Le Li, souvent traduit par bienséance, respect, courtoisie, rituel ou norme idéale de conduite, n’a à priori  rien de religieux. Pour un esprit occidental, c’est un mode de comportement souhaitable afin que les individus puissent se supporter les uns les autres. De quelle religion s’agirait-il alors, quel rôle occuperait Confucius dans la chaîne  de transmission et pourquoi comparer l’enseignement de Confucius à celui de Moïse ?

Les audacieux qui aimeraient en savoir d’avantage sur les voies du Ciel, le Maître répond sèchement  par une question, digne d’un Rabbi hassidique : « As-tu bien compris la terre et les hommes pour vouloir comprendre le Ciel ?». Cela signifie, il me semble, qu’il y a bien quelque chose à comprendre mais que ces choses n’ont été révélées  qu’à un seul homme, instrument du Ciel, qui s’en sert comme une cloche à battant de bois, pour avertir et éduquer le peuple. Maitre Kong filtre, tamise le Ciel, pour ne laisser passer que le stricte nécessaire, qui pourra être compris par les hommes : les règles du vivre-ensemble.
C’est un peu comme si Moïse avait fait un tri parmi les Commandements et livré ce qu’il estimait utilisable et nécessaire pour son peuple ; gardant par devers lui les mystères d’En-Haut.  Maître Kong « refusait de parler des esprits ou de la mort »; preuve, s’il en est, qu’il était bien informé. Aussi se contenta t-il d’enseigner les règles de vie,  ou la voie de la terre, que l’on nomme en hébreu derekh ahayim ou haaretz. Les Rabbins nous enseignent que ces voies de la terre ont précédé la Torah, elles constitueraient donc un socle universel de la vie en société.
Selon Confucius et les cabalistes juifs, et tout particulièrement le Ari et ses disciples de Safed, le Tsimtsum, soit une forme de contraction ou de dissimulation de la Lumière  divine, permet  à la Création de prendre place, et aux hommes de se produire sur la scène de l’histoire, bénéficiant, ou subissant l’absence de dieu. La tâche de l’homme juif consiste à récupérer les étincelles divines là où elles se trouvent ; celle du Chinois de marcher dans la voie tracée par Confucius, sans se poser des questions auxquelles il n’a pas le moyen de répondre.
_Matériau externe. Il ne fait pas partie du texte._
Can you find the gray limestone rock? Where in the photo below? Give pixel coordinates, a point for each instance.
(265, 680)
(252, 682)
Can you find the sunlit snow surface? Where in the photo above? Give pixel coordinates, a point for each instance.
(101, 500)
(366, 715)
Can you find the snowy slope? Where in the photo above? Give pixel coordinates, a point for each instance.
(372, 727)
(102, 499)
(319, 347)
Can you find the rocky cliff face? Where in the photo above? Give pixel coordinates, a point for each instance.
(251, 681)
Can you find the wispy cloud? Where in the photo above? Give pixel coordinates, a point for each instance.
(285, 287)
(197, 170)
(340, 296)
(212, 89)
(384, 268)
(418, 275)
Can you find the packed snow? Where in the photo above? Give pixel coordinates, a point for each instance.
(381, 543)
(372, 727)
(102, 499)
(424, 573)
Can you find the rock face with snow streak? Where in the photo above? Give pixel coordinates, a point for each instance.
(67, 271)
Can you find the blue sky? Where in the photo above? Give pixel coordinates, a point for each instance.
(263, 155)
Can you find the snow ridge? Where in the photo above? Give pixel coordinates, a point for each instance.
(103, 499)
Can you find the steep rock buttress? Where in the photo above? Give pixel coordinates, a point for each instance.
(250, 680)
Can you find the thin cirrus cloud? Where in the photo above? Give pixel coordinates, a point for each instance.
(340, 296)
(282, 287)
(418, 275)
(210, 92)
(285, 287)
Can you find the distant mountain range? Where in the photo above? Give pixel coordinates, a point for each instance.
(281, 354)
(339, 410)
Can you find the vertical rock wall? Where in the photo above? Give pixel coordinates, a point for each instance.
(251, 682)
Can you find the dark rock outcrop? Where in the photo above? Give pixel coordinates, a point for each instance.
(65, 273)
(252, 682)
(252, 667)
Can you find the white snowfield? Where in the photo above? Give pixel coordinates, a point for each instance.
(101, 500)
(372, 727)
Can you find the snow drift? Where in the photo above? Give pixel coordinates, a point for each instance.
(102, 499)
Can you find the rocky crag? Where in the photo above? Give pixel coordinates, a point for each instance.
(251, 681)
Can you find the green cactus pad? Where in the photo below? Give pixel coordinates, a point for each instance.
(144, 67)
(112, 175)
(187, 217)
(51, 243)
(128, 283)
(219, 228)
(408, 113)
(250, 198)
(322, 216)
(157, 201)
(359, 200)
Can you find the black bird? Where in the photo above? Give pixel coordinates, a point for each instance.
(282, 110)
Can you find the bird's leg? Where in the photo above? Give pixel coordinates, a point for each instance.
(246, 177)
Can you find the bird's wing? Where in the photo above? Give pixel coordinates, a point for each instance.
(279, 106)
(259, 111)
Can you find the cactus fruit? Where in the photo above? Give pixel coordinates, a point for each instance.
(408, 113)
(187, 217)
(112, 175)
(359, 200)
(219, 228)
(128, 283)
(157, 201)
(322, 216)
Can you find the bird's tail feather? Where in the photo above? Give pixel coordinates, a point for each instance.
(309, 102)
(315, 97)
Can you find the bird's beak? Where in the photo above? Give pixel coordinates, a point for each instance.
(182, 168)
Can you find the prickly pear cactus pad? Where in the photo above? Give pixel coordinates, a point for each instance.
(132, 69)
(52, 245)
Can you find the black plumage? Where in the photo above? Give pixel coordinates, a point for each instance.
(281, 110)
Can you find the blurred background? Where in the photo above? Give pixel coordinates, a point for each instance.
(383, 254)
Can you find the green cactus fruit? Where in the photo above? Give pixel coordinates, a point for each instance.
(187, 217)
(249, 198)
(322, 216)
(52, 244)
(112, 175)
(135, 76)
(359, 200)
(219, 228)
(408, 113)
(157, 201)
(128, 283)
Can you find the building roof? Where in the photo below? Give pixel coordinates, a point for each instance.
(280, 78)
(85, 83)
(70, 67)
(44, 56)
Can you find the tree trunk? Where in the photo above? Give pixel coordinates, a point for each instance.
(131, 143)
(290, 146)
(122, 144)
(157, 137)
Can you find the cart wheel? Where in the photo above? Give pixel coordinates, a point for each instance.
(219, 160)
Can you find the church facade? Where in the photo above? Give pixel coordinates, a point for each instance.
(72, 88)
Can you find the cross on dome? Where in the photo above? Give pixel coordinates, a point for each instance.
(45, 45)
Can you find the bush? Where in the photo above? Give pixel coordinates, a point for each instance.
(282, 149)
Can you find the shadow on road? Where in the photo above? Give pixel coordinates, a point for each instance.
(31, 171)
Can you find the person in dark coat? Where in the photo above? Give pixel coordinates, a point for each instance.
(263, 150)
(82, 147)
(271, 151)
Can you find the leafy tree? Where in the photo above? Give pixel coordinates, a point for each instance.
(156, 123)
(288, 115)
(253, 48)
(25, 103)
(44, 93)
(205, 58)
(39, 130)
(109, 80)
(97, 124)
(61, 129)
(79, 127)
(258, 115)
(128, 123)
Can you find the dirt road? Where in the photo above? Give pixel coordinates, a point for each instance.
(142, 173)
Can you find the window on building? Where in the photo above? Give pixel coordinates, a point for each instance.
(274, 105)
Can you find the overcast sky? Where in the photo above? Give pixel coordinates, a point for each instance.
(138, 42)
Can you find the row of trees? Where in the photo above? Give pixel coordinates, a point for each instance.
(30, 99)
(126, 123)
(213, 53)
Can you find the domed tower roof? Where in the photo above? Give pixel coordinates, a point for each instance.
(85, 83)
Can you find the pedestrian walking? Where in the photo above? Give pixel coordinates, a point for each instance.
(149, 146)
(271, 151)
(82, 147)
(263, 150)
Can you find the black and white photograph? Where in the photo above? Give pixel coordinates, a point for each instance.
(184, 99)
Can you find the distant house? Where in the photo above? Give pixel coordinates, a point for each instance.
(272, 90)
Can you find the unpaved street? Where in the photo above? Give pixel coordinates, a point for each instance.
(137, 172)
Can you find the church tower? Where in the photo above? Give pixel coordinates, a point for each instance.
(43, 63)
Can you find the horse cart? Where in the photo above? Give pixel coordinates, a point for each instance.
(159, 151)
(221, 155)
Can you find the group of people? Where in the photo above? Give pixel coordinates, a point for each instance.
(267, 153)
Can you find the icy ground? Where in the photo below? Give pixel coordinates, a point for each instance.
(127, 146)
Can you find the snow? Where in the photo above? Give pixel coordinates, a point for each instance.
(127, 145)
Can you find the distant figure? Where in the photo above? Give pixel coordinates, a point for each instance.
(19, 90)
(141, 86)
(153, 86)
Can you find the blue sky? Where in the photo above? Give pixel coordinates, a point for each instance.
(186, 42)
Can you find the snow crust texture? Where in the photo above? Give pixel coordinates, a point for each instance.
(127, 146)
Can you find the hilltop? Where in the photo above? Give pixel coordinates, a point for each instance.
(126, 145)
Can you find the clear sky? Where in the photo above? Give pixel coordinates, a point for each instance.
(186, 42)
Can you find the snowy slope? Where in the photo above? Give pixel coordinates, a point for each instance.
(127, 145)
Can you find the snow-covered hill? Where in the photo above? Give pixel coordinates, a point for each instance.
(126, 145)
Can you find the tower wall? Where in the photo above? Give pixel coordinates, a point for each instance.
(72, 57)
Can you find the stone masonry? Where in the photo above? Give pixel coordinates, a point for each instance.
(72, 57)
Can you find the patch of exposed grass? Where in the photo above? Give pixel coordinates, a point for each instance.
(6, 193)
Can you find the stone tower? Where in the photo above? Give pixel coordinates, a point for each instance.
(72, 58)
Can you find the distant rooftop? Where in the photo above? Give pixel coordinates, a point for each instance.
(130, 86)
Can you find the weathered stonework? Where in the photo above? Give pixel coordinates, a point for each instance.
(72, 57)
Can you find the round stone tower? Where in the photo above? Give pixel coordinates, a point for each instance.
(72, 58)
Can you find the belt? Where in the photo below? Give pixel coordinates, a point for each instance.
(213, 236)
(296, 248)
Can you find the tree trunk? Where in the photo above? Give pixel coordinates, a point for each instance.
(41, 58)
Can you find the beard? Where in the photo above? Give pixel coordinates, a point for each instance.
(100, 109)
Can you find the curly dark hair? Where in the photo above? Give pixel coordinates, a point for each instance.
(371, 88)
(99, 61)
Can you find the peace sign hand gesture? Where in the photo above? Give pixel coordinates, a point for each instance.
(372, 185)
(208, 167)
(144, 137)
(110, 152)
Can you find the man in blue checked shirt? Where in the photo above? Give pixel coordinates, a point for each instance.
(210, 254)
La grande différence entre le Judaïsme et le Confucianisme, mais aussi avec le Catholicisme et l’Islam est que le dieu d’Israël a conclu son alliance et transmis son enseignement, non pas à un homme mais à un peuple. Le dieu des Juifs est auteur mais aussi acteur dans l’histoire humaine, et le peuple juif est le seul parmi les peuples qui ne s’est pas constitué sur sa terre mais dans l’esclavage d’Egypte ; il n’est vraiment pas possible d’en faire l’impasse. Mahomet, Jésus et n’en déplaise aussi, Confucius, tamisent et transmettent le divin et Ses exigences ; avec insistance pour les deux premiers, dans la plus grande discrétion pour Maître Kong.
Mais lorsqu’il s’agit de reprendre ce qu’en hébreu on appelle mitsvot ben Adam léhavéro ; soit le comportement souhaitable entre l’homme et son prochain, Confucius reprend, quelquefois à l’identique, l’enseignement des rabbins à travers les âges.  

Les Pirquei Avot,  soit, les Maximes des Pères, est le seul traité talmudique qui traite de ces règles, n’élaguant pas Dieu mais le reléguant  au second plan. Il ferait, selon certains, partie d’un long traité qui se serait perdu ou qui a été volontairement shunté par les Rabbins, qui, voyant poindre  l’exil, ont considéré qu’il y avait des choses plus importantes à transmettre aux juifs en Galout15 que les règles de bienséance.

Comment est-il possible qu’un érudit Chinois qui a vécu cinq siècles avant l’ère ordinaire nous parle comme rabbi Hillel16 ou le Roi David dans ses Psaumes ? C’est aussi à cette question que cet essai s’efforce de répondre.